MF: Wo kann man die Dead Venus-CD bestellen?

Seraina: «Bird Of Pardise» könnt ihr als CD und LP auf CeDe.ch, Amazon oder direkt bei uns bestellen, und zwar über unsere Website: deadvenus.com, Facebook, Instagram oder per Mail an deadvenus@gmx.ch - Für die, die es lieber digital mögen: Apple Music, Google Play, Spotify und was gibt es sonst noch alles? (lacht) - Have Fun und danke schon jetzt für Eure Bestellungen!

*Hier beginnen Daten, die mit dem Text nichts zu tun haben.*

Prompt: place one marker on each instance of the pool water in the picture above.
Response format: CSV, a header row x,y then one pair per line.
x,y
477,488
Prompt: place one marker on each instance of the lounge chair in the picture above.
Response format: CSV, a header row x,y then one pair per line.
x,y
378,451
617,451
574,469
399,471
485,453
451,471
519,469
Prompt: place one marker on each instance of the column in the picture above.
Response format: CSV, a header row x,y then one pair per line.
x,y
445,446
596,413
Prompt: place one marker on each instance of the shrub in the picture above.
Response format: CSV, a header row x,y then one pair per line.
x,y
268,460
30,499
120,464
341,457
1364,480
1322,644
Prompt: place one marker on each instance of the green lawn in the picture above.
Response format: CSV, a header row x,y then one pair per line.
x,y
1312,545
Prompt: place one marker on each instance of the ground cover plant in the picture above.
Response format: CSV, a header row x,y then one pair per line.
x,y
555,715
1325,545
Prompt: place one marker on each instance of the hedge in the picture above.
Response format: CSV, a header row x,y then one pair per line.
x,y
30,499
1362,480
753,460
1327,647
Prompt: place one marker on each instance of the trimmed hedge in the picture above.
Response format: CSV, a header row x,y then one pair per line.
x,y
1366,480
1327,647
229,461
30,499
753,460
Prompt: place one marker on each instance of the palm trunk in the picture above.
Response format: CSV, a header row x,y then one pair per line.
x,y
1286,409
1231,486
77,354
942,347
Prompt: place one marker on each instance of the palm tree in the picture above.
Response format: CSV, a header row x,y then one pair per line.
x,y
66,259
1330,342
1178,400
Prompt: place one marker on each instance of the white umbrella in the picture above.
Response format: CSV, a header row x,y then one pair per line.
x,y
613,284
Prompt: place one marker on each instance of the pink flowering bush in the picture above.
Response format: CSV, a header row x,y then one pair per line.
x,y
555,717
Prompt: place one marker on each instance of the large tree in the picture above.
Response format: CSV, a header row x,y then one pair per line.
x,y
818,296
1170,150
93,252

Übrigens haben Dead Venus so eben den Videoclip zu «The Sirens Call» auf YouTube veröffentlicht, und es lohnt sich auf jeden Fall, sich diesen zu Gemüte zu führen. Für mich sind Dead Venus eine der Entdeckungen in diesem Jahr! Und wer die Möglichkeit hat, Dead Venus live zu sehen, sollte das unbedingt machen.